What I learned from my daughter’s baby teeth

Mmargaret-teethargaret’s baby teeth were underachievers. Her first tooth didn’t fall out until she was seven years old. Her last tooth fell out just last week. She’s 12 ½ years old. Almost exactly to the date. So, she lost all 20 of her baby teeth in 66 months. That’s .303 teeth per month. Now that’s just lazy enamel.

Meanwhile, most of her friends have already had six rounds of braces. OK, maybe I’m exaggerating a teeny bit; but apparently, that’s the trend. Getting braces on when you’re seven, getting them off when you’re nine, then getting them on again when you’ve lost all your baby teeth. It seems like a really great strategy to generate more revenue. I mean, somehow one round of braces worked for my generation. But I digress.
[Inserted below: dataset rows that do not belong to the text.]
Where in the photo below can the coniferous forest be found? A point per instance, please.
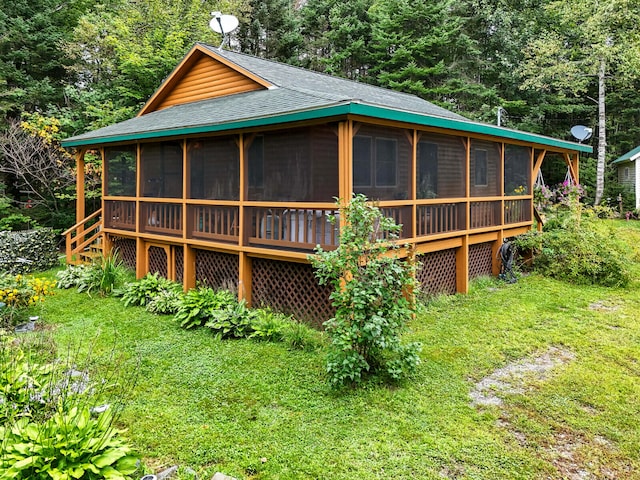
(71, 66)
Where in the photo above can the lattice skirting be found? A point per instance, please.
(480, 260)
(126, 248)
(217, 270)
(291, 288)
(437, 272)
(158, 261)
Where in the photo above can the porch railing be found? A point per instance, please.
(214, 222)
(120, 214)
(161, 218)
(293, 228)
(517, 211)
(440, 218)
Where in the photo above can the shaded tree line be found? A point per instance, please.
(89, 63)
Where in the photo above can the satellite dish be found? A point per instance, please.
(581, 132)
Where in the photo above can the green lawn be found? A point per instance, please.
(227, 405)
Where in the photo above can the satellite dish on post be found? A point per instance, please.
(223, 24)
(581, 132)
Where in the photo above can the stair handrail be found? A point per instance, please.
(81, 233)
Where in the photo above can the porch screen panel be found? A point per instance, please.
(382, 163)
(161, 170)
(440, 167)
(214, 169)
(485, 172)
(293, 165)
(120, 166)
(517, 170)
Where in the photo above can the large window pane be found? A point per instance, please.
(120, 165)
(293, 165)
(440, 166)
(517, 170)
(161, 170)
(214, 165)
(382, 163)
(485, 171)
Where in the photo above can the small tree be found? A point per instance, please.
(373, 296)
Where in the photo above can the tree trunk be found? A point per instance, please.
(602, 134)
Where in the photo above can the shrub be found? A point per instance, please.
(372, 295)
(143, 291)
(232, 321)
(579, 249)
(19, 295)
(166, 302)
(28, 251)
(198, 304)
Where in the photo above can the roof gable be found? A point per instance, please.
(202, 75)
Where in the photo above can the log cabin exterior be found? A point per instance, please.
(228, 172)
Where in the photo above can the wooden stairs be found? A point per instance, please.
(85, 240)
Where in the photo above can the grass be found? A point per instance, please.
(258, 410)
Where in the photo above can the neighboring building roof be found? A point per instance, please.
(289, 94)
(630, 156)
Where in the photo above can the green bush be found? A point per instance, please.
(371, 293)
(28, 251)
(578, 248)
(232, 321)
(144, 291)
(197, 305)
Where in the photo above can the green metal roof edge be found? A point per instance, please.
(627, 156)
(254, 122)
(471, 127)
(336, 110)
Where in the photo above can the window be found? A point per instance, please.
(427, 170)
(374, 163)
(362, 161)
(255, 162)
(386, 162)
(480, 177)
(121, 171)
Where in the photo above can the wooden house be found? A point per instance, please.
(227, 173)
(628, 169)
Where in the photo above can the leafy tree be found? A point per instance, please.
(41, 169)
(578, 51)
(372, 293)
(33, 66)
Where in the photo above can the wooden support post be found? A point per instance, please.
(189, 273)
(142, 258)
(80, 196)
(244, 277)
(462, 266)
(496, 261)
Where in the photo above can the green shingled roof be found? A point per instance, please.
(298, 94)
(628, 156)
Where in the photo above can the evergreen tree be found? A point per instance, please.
(269, 29)
(337, 37)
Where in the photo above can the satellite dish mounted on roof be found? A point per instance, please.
(223, 24)
(581, 132)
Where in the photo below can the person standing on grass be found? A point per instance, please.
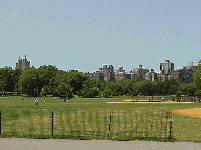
(36, 102)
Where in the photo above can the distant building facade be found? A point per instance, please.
(105, 73)
(166, 67)
(153, 76)
(184, 75)
(139, 73)
(23, 63)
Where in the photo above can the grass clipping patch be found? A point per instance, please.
(192, 112)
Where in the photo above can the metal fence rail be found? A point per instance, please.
(87, 124)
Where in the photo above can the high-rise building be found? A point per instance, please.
(166, 67)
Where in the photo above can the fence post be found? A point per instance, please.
(109, 125)
(52, 122)
(170, 122)
(166, 124)
(0, 122)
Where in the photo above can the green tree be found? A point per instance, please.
(64, 89)
(76, 80)
(17, 73)
(29, 81)
(7, 77)
(197, 76)
(107, 92)
(178, 94)
(55, 82)
(45, 74)
(90, 88)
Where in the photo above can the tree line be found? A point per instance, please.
(49, 80)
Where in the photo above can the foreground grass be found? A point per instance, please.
(90, 119)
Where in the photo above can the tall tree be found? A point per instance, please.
(29, 81)
(7, 77)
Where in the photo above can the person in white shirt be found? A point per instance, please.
(36, 102)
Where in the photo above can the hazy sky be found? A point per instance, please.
(85, 34)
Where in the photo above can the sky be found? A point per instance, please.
(85, 34)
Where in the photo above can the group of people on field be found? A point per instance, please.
(37, 101)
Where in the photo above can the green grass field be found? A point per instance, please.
(84, 118)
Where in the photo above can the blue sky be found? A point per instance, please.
(85, 34)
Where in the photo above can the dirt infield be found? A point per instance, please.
(192, 112)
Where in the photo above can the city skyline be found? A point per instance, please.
(86, 34)
(28, 64)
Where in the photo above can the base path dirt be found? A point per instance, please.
(192, 112)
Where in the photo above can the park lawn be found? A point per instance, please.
(89, 118)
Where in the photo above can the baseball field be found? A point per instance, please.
(116, 118)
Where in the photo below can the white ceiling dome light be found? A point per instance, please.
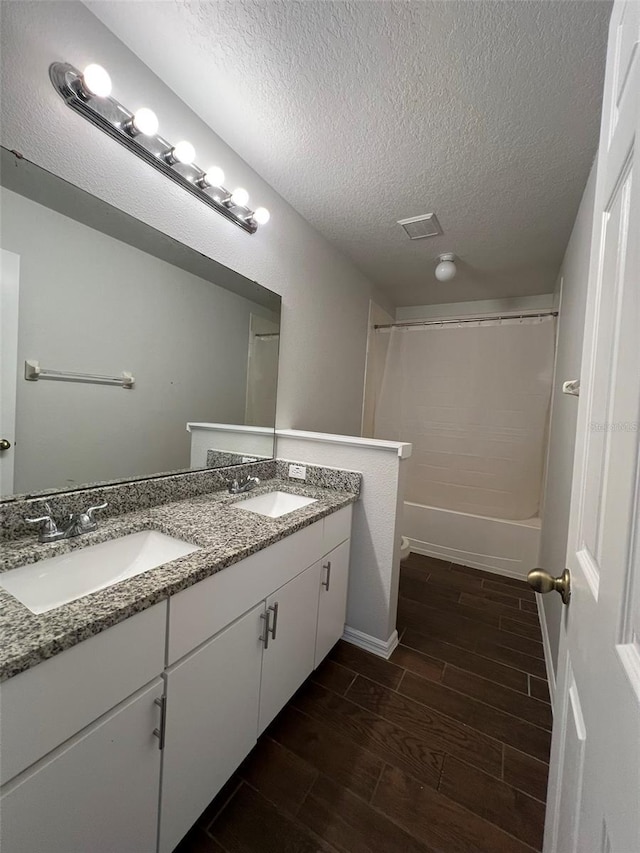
(446, 269)
(96, 81)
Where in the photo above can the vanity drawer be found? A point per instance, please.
(337, 528)
(197, 613)
(44, 706)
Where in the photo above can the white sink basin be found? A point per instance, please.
(50, 583)
(274, 504)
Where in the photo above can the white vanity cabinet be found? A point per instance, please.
(80, 761)
(332, 600)
(212, 699)
(136, 730)
(98, 792)
(290, 641)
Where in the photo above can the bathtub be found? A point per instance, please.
(497, 545)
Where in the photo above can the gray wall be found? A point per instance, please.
(89, 303)
(325, 299)
(572, 286)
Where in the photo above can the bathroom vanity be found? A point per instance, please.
(125, 712)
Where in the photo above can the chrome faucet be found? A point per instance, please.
(77, 524)
(237, 487)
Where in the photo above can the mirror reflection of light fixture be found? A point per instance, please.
(144, 121)
(446, 268)
(182, 152)
(213, 177)
(89, 94)
(96, 81)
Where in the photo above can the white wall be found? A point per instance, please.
(92, 304)
(572, 286)
(377, 517)
(325, 299)
(543, 302)
(377, 346)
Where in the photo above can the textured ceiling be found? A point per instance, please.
(363, 113)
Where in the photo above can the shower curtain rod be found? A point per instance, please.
(520, 316)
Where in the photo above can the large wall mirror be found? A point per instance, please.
(89, 290)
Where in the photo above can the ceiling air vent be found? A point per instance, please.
(418, 227)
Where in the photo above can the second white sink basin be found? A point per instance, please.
(274, 504)
(50, 583)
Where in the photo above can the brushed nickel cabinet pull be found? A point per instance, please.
(161, 702)
(265, 637)
(274, 610)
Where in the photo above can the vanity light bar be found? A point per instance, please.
(88, 94)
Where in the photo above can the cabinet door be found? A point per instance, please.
(288, 656)
(97, 792)
(332, 603)
(211, 722)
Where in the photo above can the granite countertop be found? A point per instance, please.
(225, 536)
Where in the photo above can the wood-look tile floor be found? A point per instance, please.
(444, 747)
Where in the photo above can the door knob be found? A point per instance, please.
(542, 581)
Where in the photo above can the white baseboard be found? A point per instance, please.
(462, 558)
(382, 648)
(546, 646)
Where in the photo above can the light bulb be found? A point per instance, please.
(446, 268)
(261, 215)
(96, 81)
(183, 152)
(145, 121)
(240, 197)
(214, 177)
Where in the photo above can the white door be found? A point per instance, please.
(289, 654)
(332, 603)
(594, 782)
(211, 722)
(9, 290)
(97, 792)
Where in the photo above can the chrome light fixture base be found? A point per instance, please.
(116, 120)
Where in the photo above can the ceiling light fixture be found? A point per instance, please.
(446, 269)
(88, 93)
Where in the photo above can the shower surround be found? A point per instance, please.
(473, 398)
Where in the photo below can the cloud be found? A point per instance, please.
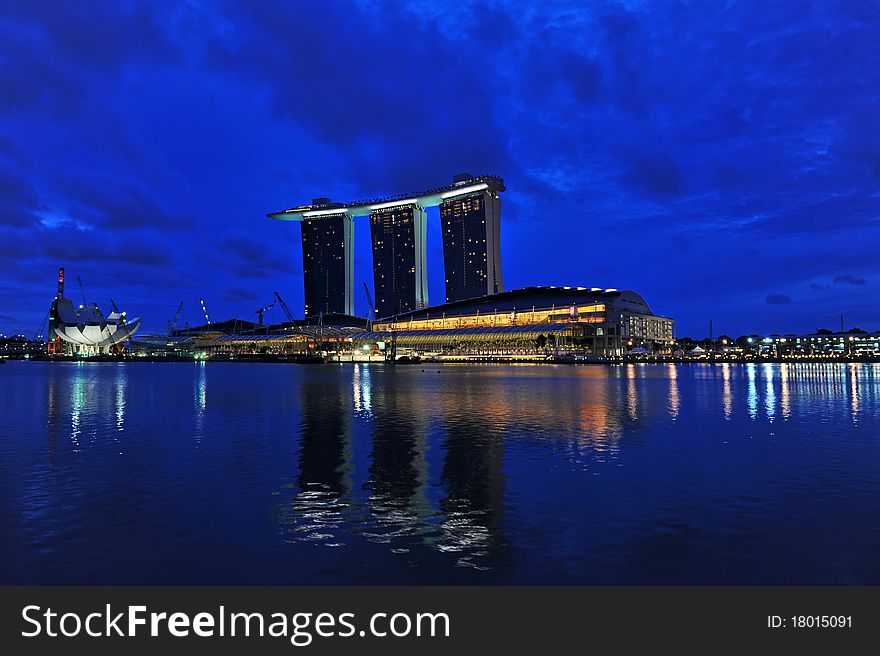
(848, 279)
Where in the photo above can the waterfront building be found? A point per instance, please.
(471, 216)
(534, 320)
(400, 275)
(85, 330)
(328, 260)
(820, 344)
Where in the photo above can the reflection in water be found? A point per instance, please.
(727, 394)
(318, 511)
(770, 394)
(399, 469)
(674, 402)
(52, 417)
(77, 404)
(752, 398)
(475, 486)
(200, 401)
(362, 389)
(853, 372)
(121, 385)
(480, 474)
(121, 382)
(785, 398)
(632, 400)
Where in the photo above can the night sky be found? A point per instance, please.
(720, 158)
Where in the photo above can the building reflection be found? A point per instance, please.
(472, 473)
(752, 397)
(727, 393)
(632, 399)
(785, 391)
(853, 372)
(318, 511)
(200, 401)
(398, 473)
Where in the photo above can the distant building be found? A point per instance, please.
(826, 343)
(593, 322)
(471, 224)
(400, 275)
(328, 262)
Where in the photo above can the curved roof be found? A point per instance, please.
(86, 326)
(488, 331)
(426, 198)
(539, 297)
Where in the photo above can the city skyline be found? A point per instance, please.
(721, 160)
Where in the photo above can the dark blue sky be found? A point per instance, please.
(721, 158)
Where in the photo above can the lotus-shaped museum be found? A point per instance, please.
(87, 326)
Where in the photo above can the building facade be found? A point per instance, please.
(328, 264)
(400, 275)
(535, 321)
(470, 210)
(471, 225)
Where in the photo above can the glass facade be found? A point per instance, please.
(471, 245)
(328, 263)
(400, 276)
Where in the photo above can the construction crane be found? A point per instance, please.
(284, 307)
(205, 310)
(259, 312)
(370, 303)
(172, 323)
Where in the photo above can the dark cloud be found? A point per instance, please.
(68, 243)
(849, 279)
(108, 202)
(778, 299)
(19, 203)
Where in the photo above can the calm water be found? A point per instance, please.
(274, 473)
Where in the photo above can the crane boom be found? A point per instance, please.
(259, 312)
(205, 310)
(284, 307)
(172, 323)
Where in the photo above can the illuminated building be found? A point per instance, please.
(85, 329)
(471, 222)
(470, 211)
(400, 277)
(328, 260)
(577, 320)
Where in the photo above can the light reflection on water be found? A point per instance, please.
(501, 474)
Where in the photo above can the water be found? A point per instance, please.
(337, 474)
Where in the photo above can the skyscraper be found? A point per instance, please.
(470, 219)
(400, 276)
(328, 264)
(470, 212)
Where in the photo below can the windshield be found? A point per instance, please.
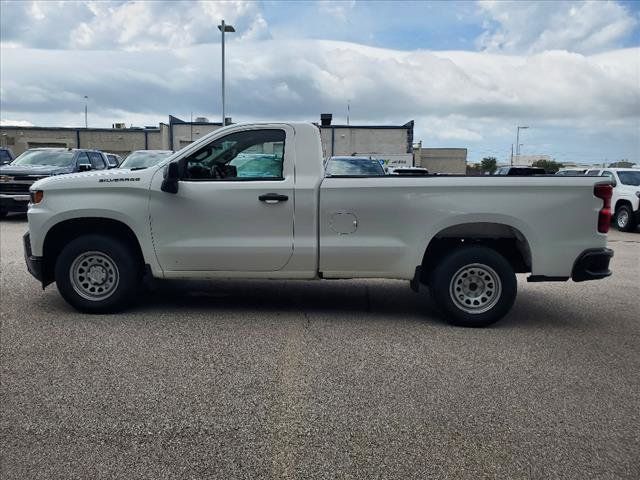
(53, 158)
(354, 166)
(630, 178)
(144, 159)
Today, Margaret got the word from her orthodontist that she can get her braces on anytime now that she’s lost her last baby tooth. Her mouth dropped to the ground and her pupils became big (think emoji eyeballs) and she started jumping up and down at the news. You’d think she just found out she was accepted to Stanford. I looked her and said, “Margaret, unless they’ve changed things a lot, braces hurt!” Her response? “Mom, the reason I want to get them is because the sooner I get them on, the sooner I get them off!” But I wasn’t fooled.

When we got home, I thought back to when I was her age and got braces. I couldn’t wait either. I used to put tinfoil in my mouth and pretend I had them (which had the same outcome as dragging your fingernails down a chalk board – shivers down your spine). And then I got them. Every moment of the two and a half years I had them, I hated them.  Hate hate hate hate hate hate hate hate hated them. Suddenly, I realized that I approached this the wrong way. This is somewhat of a milestone, a rite of passage. Braces will improve Margaret’s appearance as she grows and matures. It will make her smile radiate even more than she already does. And she’s excited for it – for the process. For the outcome. For the experience. She knows it will be painful at times, and she’s concerned about how it will impact her ability to sing. But I realized that I should just let her have her excitement, despite what happens. Rather than trying to protect her from disappointment, I need to be a mom that “embraces her braces.” Because maybe – and it’s an enormous maybe – she will actually enjoy having them. Nah, she’ll hate them. But at least she’ll be able to enjoy the idea of them until she actually gets them. Contrary to what Tom Petty says, sometimes the waiting is the best part.